C’est à ces boutiques que la plupart des paysans irlandais achètent les loques qui les couvrent à peine, bien peu, même en leurs plus beaux jours, ont[illisible] porté des vêtements neufs.
Il y avait aussi des salles de bal et des cabarets où de nombreux consommateurs savouraient le whiskey, cette chère liqueur nationale dans laquelle l’Irlandais noie sa misère et ses chagrins en les aggravant. De vieilles femmes, au visage bourgeonné et au nez rougi par un fréquent usage du whiskey, faisaient frire des poudings et des rissoles de porcs sur des fourneaux en plein vent.
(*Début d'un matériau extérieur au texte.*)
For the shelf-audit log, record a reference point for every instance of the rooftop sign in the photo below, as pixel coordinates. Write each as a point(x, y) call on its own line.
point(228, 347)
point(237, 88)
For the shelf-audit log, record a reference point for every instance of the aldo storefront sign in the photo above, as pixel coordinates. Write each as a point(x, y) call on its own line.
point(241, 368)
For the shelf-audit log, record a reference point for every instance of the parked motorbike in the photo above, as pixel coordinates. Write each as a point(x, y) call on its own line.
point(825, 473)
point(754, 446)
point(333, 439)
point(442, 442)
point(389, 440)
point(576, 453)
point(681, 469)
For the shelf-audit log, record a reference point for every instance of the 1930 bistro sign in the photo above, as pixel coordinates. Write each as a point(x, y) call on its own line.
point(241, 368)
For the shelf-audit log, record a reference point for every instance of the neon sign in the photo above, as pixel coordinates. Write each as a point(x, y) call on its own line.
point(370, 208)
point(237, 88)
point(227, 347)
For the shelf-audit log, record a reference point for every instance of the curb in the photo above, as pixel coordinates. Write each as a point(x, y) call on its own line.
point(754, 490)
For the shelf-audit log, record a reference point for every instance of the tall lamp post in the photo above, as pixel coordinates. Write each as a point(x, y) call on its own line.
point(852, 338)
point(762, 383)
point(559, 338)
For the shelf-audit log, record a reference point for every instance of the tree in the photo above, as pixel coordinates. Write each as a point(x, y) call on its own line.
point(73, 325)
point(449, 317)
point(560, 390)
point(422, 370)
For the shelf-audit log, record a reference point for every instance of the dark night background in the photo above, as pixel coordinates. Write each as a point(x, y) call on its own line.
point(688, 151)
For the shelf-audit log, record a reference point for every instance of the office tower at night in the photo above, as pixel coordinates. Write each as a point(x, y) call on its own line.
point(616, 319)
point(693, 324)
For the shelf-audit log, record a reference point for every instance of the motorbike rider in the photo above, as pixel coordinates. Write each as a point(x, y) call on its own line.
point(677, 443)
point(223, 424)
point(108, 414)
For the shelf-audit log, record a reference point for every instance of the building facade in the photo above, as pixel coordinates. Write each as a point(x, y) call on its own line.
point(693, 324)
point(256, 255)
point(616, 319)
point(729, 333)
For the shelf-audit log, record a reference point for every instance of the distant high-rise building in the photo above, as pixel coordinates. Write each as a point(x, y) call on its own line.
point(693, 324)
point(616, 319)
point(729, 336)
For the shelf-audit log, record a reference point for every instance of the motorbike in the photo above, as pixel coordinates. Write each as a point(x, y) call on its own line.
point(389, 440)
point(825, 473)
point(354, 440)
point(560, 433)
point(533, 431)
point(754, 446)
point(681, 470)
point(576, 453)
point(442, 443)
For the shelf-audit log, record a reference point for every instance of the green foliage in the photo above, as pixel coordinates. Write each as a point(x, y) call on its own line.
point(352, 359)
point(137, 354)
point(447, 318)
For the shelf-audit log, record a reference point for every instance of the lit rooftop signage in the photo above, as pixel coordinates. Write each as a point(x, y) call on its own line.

Autour d’elles beaucoup de curieux regardaient avidement en fouillant leurs poches vides.
Quelques constables, le fusil sur l’épaule, veillaient au bon ordre, tandis que le sergent recruteur, précédé d’un jeune garçon qui battait la marche sur un tambour à demi crevé, promenait triomphalement un grand diable en haillons, couvert de rubans, qu’il avait enivré la veille pour l’enrôler ; ce brillant spectacle avait pour but de représenter le bonheur de la vie militaire.
Tomy s’était rendu au marché sachant bien y rencontrer Colette ; depuis quelques jours il passait chaque soir devant la petite prairie où la jeune fille gardait ses vaches, mais sa sœur Mary la remplaçait ; Colette semblait éviter la présence de Tomy.
Le père de Colette était un petit fermier guère plus riche que les Podgey, seulement sa famille était moins nombreuse et, grâce aux pâturages qui lui permettaient de nourrir plusieurs vaches et des moutons, il ne sentait pas trop la misère et payait à peu près exactement son fermage.
Colette avait donc un sort digne d’envie parmi les autres jeunes filles du pays. Ce qui excitait toujours la jalousie de ses compagnes, c’était le bruit de son mariage avec William Pody.